A proposito di medaglie, ecco che avanza la medaglia doro al valor civile. Un eroe della Resistenza: il professore di Storia e Filosofia, onorevole del Pci Renato Scionti, dai magnetici occhi azzurri, aspetto da Abelardo: lo amavamo come tante Eloisa, nonostante sapessimo che viveva con un polmone solo (ferita di guerra? avventure tremende? Non sapemmo), avesse una certa età e non ci parlasse mai di sé. Anche lui teneva lezioni con tono accademico e accento toscano (conservo ancora gli appunti, perfetti), anche se, seppi poi,veniva da Como, era figlio di una siciliana ed era cresciuto a Firenze. Ti scrutava con quel suo sguardo indagatore chiedendoti: “Cosa mi racconti?”, la lunga mano sul volto meditabondo in attesa di un discorso degno perlomeno di Socrate. Anche D’Erasmo del resto era stato un protagonista di Giustizia e Libertà, il movimento politico di sinistra che aveva contribuito a fare di Bari la prima città liberata nel 1944.

Erano fatti così: non si vantavano mai delle loro glorie, e sì che ne avrebbero avuto ben diritto! Del resto, erano all’ultimo ciclo d’insegnamento, vivevano nel presente infondendoci soprattutto fiducia: in loro, nelle battaglie che si conducevano allora, come quella per il divorzio nel 1974 e poi di politica parlavamo o piuttosto ascoltavamo durante le assemblee.

Il femminismo era ancora di là da venire. Ricordo che al ginnasio scomparve da un giorno all’altro la mia compagna di banco, Rosa, che veniva da un paese del circondario. Il motivo venne detto a bassa voce, forse fu addirittura una bidella a svelarcelo: la ragazza era rimasta incinta. “Incidente” occorso anche a una certa Maria di Toritto. Chissà, in paese doveva accadere prima e spesso. Comunque per loro le porte del Flacco si chiusero inesorabilmente, nessuno che cercasse, che s’interessasse di che cosa facessero.
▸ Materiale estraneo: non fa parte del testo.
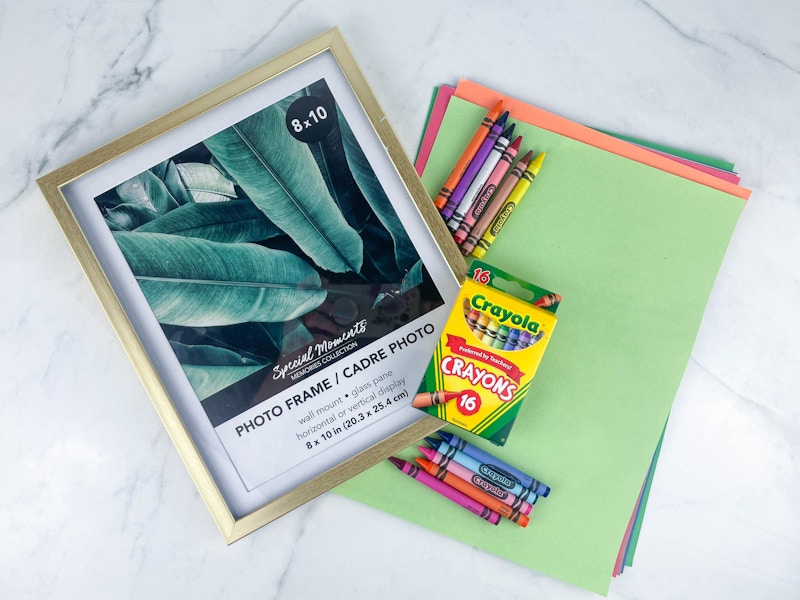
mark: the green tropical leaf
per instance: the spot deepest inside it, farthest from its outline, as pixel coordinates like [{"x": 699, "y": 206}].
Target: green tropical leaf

Restava l’ammonimento filosofico che, se ci volessimo sposare e fare figli, non ci sarebbe servito studiare. Del resto, anche le ragazze impegnate, capelli alla vita ed eskimo d’ordinanza. Le vedevo la mattina nella nebbia a distribuire volantini e poi correre al Pignone Sud, fabbrica occupata, sempre e solo la Pignone, forse non ce n’erano altre.

Nella fumosa aula magna dalle tende di velluto giallo parlavano sempre e solo loro due: Marco della Fgc e Antonio di Lotta continua. Se poi, oltre all’assemblea, c’era pure il corteo, ci si spostava nella vicina Sala del mutilato. Il tutto si concludeva con un bel pezzo di focaccia fumante o un mélange con tanta panna al bar del Liceo di via Pizzoli. Poi attraversavo piazza Garibaldi, stando attenta a scansare i micidiali colpi di fionda degli altrettanto micidiali ragazzini baresi, per andare a prendere mia sorella alla scuola Ferri, in corso Vittorio Emanuele.

Dopo tanto studio, la soddisfazione di andare a vedere i quadri era un rito da celebrare con la mia Mamma, il giorno più felice per me, a cui ci preparavamo entrambe con cura. Al punto da scegliere un vestito per l’occasione o da Pascal, all’angolo fra via Manzoni e via Garruba, o dall’Upim di via Crispi. Rammento ancora uno chemisier di seta celeste a fiori che mi piacque tanto come i miei voti di quell’anno. Vedere 9 in Greco, e tutta la media alta abbinati al mio nome, commentare con soddisfazione con la mia adorata Mamma e poi a casa con Papà, contento pure lui, era gratificante al massimo. Ormai il temuto Flacco era casa mia.

Perciò, quando arrivò quella mattina in cui il professor D’Erasmo mi chiese se avessi dormito come il principe di Condè prima dell’esame di maturità e quando poi, nel salutarci affettuosamente, accennò un galante baciamano, mi sentii, salutando la mia scuola, alla fine di un’epoca. Provai una malinconia infinita dando le spalle a quell’ingresso preceduto da pochi scalini. Il mio piccolo mondo Flacco si dissolse in un’assolata mattina di luglio.